PUTRAJAYA, July 24 — Achievements made under the National Recovery Plan (PPN) to enable Malaysia to come out of the COVID-19 crisis will depend on the support of all parties as it is very much a ‘whole of nation approach’ rather than a ‘whole of government’ one, Tan Sri Muhyiddin Yassin said. 

The Prime Minister said all parties including the government, the people, non-governmental organisations and other parties must work together and provide support for the success of PPN, which is a transition strategy out of the health crisis that hit the country since March last year.

He said the country should not be seen as having failed to deal with the COVID-19 pandemic as the government had just embarked on the PPN, adding that achievements will take time as the plan cannot yield results over just a week or a month. 

“It takes a bit of a long painful recovery but I do believe and have confidence that we will survive the test. Give the government a chance for this,” he said in a special interview with the media here today. 

On June 15 Muhyiddin announced the PPN, which has four phases that will transition in stages. 

It is guided by three main threshold value indicators to move from one phase to the next, which involve the COVID-19 transmission situation in the community based on the number of daily infection cases, the capacity of the public health system based on the rate of bed use in the Intensive Care Unit (ICU) and the level of the population having received two doses of their vaccine shots. 

Muhyiddin said Malaysia was one of the first countries to submit a comprehensive recovery plan and for that, the government needed to be proactive in providing an orderly framework and policy to ensure the country is on the right track.

According to the prime minister, the country is now facing a dynamic situation with the emergence of new variants which requires the government to manage it quickly, systematically and transparently.
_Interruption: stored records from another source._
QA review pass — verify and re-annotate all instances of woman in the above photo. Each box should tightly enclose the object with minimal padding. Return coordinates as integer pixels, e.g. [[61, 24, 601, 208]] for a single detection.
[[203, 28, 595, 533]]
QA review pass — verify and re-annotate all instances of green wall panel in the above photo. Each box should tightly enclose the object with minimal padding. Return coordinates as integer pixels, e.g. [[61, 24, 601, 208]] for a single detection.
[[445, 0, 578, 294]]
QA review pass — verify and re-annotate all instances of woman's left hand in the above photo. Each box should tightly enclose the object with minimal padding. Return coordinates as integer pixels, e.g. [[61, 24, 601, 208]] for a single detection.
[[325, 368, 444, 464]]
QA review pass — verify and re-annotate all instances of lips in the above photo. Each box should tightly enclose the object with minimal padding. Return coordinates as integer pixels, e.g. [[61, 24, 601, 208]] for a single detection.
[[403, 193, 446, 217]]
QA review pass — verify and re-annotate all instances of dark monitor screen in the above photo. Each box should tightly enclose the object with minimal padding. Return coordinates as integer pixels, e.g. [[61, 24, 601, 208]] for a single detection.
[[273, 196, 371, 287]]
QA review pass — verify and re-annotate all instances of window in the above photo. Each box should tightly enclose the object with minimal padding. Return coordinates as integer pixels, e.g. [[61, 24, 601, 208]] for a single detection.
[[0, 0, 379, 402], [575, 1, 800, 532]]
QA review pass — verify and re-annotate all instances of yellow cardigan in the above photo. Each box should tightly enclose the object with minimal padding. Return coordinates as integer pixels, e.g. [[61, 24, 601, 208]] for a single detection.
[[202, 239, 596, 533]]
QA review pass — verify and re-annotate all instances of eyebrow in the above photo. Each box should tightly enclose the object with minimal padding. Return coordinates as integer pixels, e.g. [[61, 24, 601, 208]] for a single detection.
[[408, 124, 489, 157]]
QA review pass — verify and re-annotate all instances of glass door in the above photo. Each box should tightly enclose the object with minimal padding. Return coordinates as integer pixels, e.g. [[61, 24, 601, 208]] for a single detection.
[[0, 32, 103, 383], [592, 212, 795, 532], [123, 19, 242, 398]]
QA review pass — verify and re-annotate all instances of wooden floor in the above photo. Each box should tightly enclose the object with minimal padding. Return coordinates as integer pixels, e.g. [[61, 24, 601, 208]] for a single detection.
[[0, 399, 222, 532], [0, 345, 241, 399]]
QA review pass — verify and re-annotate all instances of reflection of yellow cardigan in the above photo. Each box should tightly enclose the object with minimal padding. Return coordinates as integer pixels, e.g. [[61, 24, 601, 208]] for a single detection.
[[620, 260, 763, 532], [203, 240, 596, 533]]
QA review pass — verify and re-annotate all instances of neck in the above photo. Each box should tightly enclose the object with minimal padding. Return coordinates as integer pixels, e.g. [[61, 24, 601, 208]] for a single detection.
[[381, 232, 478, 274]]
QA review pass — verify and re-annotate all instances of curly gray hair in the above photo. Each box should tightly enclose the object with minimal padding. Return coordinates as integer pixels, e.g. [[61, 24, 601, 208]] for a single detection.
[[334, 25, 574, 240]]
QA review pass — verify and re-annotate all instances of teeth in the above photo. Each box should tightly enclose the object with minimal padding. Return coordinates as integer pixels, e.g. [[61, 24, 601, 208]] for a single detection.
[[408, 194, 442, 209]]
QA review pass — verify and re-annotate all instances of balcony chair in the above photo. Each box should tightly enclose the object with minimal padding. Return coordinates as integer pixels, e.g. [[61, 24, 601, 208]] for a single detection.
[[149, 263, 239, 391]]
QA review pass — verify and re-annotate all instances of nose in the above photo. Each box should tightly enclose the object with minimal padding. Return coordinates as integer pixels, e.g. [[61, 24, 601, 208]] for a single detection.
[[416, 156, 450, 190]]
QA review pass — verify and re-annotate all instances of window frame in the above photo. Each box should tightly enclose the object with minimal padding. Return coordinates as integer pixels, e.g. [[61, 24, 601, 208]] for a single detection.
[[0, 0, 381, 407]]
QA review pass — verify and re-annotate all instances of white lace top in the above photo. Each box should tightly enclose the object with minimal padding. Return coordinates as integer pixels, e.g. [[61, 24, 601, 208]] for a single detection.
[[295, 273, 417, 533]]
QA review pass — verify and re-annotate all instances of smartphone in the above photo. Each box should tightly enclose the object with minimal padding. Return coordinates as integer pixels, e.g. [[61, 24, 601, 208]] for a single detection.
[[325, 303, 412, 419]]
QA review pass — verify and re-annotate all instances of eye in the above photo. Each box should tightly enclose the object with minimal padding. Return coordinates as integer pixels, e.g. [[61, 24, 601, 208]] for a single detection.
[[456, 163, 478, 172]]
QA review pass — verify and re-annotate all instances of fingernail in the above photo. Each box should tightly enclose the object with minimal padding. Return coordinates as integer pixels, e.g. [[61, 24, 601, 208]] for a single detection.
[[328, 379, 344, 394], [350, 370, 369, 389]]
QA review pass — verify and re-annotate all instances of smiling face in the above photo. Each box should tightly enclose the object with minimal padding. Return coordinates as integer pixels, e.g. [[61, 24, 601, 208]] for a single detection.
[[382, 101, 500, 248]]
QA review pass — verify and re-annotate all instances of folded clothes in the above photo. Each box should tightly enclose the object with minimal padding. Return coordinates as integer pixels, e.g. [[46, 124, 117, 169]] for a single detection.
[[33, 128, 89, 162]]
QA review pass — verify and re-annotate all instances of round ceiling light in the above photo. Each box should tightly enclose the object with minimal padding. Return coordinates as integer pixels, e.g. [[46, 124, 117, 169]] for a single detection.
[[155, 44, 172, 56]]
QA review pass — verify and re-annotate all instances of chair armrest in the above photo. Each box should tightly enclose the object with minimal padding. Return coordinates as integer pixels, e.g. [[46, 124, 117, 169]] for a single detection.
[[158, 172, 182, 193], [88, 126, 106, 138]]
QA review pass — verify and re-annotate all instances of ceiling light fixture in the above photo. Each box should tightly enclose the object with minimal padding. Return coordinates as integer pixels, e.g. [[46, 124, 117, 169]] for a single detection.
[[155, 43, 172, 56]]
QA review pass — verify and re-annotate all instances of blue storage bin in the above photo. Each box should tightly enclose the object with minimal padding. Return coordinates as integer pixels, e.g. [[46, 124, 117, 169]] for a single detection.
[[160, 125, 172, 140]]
This includes increasing the vaccination rate, especially in the Klang Valley area as 50 per cent of daily COVID-19 cases are from Selangor and Kuala Lumpur, he said.

Muhyiddin said so far eight states had entered Phase Two of PPN, and expects Sarawak to be among the earliest states to move to Phase Three due to its high vaccination rate and good health control.

In addition, increasing vaccination rates through Operation Surge Capacityto ensure that all adults in the Klang Valley receive at least one dose of the vaccine by August 1 can also help flatten the infection curve, he said.

On the high number of COVID-19 infections in the Klang Valley, Muhyiddin said the ‘Greater Klang Valley Task Force’ had been set up and led by Health deputy director-general (Public Health) Datuk Dr Chong Chee Kheong to strengthen the preparedness of the health system in the Klang Valley in managing the pandemic. 

He said the provision of adequate ICU beds, transferring non-COVID-19 cases to private hospitals and classifying more government hospitals specifically for COVID-19 treatment were among the measures taken by the task force.

The prime minister said the government had channeled a significant increase in expenditure to the Ministry of Health (MOH), more than RM70 billion since March 2020, to manage the pandemic, especially in increasing the country’s public health capacity.

He said the additional allocation was the highest increase in Malaysia’s history in a short period of time due to the health crisis.

“Indeed we have suffered for years…underinvestment in the public health system which this government is trying to correct now. I am not putting any blame on the previous administration but the fact is that we did not pay more attention to our healthcare issues and hospital facilities.

“The hospitals may look nice, but there are not enough beds, not enough ICU equipment, insufficient ventilators and not enough oxygen. Not having enough (of all these) has never happened in our history. This is the reality, and we can’t deny this,” he said.

Muhyiddin also expressed his appreciation and thanks to all healthcare frontliners who are struggling with the COVID-19 pandemic, and also apologised to all parties who have been impacted by the health crisis.